Chiffre et nombre, la question du réel
« L’embrouille – car c’est exactement fait pour ça, pour l’embrouille – commence à l’ambiguïté du mot “chiffrer”. 16Ibid. » Si le chiffre fonde l’ordre du signe, il permet d’écrire les nombres qui, eux, sont du réel. Chiffrer se distingue de compter car, même s’il a un sens, le nombre fait couple avec la jouissance. La parole ne peut inscrire le réel du rapport sexuel. Le langage ne peut en garder une trace qu’à travers la jouissance de l’acte sexuel, et seulement au prix « d’une chicane infinie 17Ibid., p. 78. ».
Pour l’être vivant qui habite le langage, le nombre peut donner un aperçu du réel, car il est un reste du rapport sexuel qui est inaccessible. Le nombre est donc précieux. Si le langage constitue bien un logis, il expose aussi à la futilité du sens, qui ne cesse de fuir et de vouloir boucher les trous – à l’image du discours de la science, qui y parvient toujours. La télévision, produit de cette logique, en est la preuve. Les inventeurs de ce « petit machin 18Ibid., p. 76. » étaient sûrs de leur réussite, car la science avait authentifié les ondes.
L’appui du signe
Lacan invite les analystes à s’appuyer sur le solide du signe, par opposition au sens toujours fuyant, car « le symptôme, c’est un nœud de signes 19Ibid., p. 77.». En fait, « ce qui fait entrée dans la matrice du discours, ce n’est pas le sens mais le signe 20Lacan J., « Introduction à l’édition allemande d’un premier volume des Écrits« , Autres écrits, op. cit., p. 558». L’interprétation se fonde sur le sens, mais ses effets sont incalculables ; elle fait signe.
Si l’inconscient témoigne d’un réel inaccessible, c’est le nombre qui offre un accès au réel.
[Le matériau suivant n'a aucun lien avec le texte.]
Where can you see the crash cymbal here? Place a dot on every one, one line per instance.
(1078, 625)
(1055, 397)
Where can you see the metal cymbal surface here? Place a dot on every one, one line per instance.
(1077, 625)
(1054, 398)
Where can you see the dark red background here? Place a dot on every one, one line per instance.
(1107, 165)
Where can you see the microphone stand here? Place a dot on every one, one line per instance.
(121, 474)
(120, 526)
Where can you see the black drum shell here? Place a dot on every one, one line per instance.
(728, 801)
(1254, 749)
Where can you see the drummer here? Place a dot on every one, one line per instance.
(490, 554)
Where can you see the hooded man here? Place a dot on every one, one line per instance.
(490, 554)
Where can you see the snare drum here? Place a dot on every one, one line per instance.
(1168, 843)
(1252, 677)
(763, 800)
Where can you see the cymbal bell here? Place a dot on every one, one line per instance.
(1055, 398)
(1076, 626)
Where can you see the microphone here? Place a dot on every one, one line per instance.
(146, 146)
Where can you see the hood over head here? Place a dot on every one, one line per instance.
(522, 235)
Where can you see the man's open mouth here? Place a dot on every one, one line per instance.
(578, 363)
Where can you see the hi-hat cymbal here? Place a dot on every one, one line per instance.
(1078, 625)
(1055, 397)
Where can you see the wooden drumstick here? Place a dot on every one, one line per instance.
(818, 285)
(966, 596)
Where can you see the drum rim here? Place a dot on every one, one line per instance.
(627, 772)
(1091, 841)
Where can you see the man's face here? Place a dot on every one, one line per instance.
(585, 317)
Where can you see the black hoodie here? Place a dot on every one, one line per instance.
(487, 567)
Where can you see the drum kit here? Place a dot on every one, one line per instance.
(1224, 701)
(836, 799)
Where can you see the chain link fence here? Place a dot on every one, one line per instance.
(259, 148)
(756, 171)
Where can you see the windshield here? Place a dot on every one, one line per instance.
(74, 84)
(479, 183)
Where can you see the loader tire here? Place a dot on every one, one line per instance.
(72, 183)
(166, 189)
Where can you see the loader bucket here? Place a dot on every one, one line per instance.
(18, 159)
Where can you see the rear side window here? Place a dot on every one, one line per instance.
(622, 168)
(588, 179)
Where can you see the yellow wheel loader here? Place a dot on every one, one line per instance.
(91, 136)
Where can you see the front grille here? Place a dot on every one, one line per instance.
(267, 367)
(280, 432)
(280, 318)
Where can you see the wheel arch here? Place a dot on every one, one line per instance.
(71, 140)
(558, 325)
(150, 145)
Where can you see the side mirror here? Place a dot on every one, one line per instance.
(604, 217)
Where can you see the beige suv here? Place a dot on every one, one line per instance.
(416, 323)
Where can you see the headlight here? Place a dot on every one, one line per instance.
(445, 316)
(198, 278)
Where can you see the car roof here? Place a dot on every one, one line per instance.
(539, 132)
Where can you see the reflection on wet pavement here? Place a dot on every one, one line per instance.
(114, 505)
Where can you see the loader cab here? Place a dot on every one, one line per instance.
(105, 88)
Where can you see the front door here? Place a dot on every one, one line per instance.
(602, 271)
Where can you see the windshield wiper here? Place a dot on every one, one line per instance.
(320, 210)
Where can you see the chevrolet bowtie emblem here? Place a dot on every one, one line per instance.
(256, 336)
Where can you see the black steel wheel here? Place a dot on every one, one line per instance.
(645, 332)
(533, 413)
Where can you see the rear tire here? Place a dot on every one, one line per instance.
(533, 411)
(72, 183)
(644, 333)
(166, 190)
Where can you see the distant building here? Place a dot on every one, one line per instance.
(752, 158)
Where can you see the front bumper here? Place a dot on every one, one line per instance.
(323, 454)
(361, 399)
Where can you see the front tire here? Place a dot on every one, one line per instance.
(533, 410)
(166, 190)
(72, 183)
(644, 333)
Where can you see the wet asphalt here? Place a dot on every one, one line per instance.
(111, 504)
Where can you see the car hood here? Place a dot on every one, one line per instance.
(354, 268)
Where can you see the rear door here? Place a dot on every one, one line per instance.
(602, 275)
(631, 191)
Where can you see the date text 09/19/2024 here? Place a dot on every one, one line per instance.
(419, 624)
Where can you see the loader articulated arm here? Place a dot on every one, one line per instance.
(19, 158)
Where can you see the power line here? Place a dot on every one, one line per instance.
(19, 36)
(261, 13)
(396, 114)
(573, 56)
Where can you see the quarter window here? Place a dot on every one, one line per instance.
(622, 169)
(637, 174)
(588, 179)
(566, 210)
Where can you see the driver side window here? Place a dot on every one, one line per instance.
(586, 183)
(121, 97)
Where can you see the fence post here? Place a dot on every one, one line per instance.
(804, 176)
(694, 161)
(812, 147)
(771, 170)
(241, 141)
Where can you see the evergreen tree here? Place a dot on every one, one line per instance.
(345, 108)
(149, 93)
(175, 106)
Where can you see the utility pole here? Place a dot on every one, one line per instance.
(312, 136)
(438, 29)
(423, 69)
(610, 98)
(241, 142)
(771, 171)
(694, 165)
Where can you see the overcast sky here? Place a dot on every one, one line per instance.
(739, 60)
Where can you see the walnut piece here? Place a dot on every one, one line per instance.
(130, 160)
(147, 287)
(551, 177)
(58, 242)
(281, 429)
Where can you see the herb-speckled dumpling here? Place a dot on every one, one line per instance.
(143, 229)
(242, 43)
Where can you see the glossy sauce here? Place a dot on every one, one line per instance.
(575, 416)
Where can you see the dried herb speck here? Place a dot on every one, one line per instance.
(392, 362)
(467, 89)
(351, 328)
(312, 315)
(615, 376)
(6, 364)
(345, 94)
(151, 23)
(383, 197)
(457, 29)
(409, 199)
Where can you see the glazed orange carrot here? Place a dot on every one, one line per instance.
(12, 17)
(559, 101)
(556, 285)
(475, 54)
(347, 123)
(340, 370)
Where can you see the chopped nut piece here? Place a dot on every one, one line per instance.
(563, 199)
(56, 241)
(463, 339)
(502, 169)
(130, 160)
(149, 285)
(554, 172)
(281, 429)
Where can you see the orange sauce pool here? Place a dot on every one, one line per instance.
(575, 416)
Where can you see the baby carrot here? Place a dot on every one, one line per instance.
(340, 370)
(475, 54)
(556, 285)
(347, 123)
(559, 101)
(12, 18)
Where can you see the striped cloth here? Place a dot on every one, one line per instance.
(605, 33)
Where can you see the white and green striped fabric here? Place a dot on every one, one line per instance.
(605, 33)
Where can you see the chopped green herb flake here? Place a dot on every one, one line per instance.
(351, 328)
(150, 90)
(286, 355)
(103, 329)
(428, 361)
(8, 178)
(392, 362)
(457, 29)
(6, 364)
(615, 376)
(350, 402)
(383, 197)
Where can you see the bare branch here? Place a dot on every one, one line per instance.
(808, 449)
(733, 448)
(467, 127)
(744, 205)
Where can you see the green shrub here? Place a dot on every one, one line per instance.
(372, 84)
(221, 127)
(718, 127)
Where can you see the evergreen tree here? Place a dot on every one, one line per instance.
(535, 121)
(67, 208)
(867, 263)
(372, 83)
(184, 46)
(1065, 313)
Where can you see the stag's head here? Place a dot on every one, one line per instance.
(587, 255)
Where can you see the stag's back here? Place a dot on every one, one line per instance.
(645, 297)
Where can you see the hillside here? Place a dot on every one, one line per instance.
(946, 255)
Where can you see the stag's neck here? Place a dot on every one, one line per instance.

D’où la nécessité, pour Lacan, de réviser la logique, notamment à partir de la catégorie de la contingence et du singulier. Lacan y voit la chance que chacun puisse apporter son expérience, car de là peut émerger une cristallisation, c’est-à-dire « les points nœuds, les points de précipitation qui feraient que le discours analytique ait enfin son fruit 21Lacan J., « Intervention au Congrès de l’EFP à La Grande-Motte », op. cit., p.80.».